The liberation of science from religious dominance DID NOT BECOME a victory of truth, as is commonly believed, rather merely a shift of priority within the same system — a change of the governing myth. Now it was not God, rather the formula that defined the boundaries of what was permitted. Science, having displaced religion from the throne of explaining the world, itself abandoned the main thing — ontological search. In its coordinate system, it is forbidden to think about what lies beyond experience. For if there is no sensory organ to register it, then the object does not exist. Thus, science became a mirror of the physical — NOT A KEY to meaning. However, if we want to understand why today we have reached the threshold where science can no longer explain even itself, we must admit: the scientific mode of cognition is not a universal path to truth, it is only one of the tools for working WITHIN EXPERIENCE, limited by the framework of the brain and the environment. The nature of color cannot be known without eyes, just as the nature of spirit CANNOT be known by methods devised to measure the length of a stick. And since the brain — depending on genotype — has different ranges of perception, the limits of what can be known are determined not by physics, rather by program.

Paradoxically, it is PRECISELY MATHEMATICS, operating with abstractions, that has come closest to the “forbidden” zone. It works not with essences, rather with symbols; not with things, rather with their reflections. 094 369 4Eugene Wigner — one of the great minds of the twentieth century — wrote: “The unreasonable effectiveness of mathematics in the natural sciences is something bordering on mysticism…”. Mathematics does not know what the world is, yet it knows exactly how it will behave — just as a mirror does not know who stands before it, yet precisely reflects their behavior. However, even mathematics, for all its mystical effectiveness, cannot answer the questions: does God exist? what comes after death? where does consciousness come from? what is reality? These questions lie beyond experience and, therefore, outside the scientific method. Here it would once again be necessary to engage ONTOLOGICAL THINKING. Yet instead — it is turned off.
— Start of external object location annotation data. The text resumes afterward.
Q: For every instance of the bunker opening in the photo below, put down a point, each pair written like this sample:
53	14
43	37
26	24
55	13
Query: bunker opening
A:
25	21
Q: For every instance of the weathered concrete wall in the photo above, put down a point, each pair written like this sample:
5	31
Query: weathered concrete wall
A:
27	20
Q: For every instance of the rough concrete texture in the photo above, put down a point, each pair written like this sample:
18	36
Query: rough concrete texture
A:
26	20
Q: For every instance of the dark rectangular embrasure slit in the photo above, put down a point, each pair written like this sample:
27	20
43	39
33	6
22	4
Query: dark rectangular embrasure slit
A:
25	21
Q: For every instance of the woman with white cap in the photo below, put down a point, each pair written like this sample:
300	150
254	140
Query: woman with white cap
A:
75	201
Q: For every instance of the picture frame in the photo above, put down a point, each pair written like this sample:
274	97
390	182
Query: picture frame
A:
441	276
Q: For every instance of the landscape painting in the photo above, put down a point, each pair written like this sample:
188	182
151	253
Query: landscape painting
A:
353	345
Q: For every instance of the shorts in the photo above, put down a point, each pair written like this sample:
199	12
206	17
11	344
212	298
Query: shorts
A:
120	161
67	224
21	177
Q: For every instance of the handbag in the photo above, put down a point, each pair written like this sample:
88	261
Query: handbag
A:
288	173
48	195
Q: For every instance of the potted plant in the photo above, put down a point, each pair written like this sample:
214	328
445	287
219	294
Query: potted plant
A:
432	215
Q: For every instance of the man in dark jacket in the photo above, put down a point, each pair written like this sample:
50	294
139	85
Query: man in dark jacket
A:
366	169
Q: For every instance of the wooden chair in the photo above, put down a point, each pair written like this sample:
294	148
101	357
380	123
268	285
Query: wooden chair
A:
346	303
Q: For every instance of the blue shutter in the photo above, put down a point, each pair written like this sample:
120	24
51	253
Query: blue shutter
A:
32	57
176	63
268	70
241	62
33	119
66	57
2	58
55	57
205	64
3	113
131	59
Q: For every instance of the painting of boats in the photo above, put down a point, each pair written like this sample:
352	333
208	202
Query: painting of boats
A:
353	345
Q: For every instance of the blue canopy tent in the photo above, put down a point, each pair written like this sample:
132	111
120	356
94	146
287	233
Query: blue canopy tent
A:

Official philosophy turned to the study of itself, and what was once called the great search for meaning turned into “the philosophy of wine,” “the philosophy of leisure,” and other forms of conceptual gluttony. Thus came the final act: civilization, having lost religion as a path to meaning and having received no scientific answer in return, found itself in a vacuum. Not merely a vacuum of knowledge, rather a VACUUM OF WORLDVIEW. And without a worldview, it is impossible to choose a goal that lies beyond the limits of the “cistern” — the very one where the body and the system dictate the entire route of life. And this is not humanity’s mistake. It is the execution of the Program embedded in brain genotypes. When goals of the ontological level become inaccessible, development is interrupted, and a stage of substitution begins: instead of the search for meaning — consumption, instead of cognition — algorithmization, instead of Mind — Artificial Intelligence.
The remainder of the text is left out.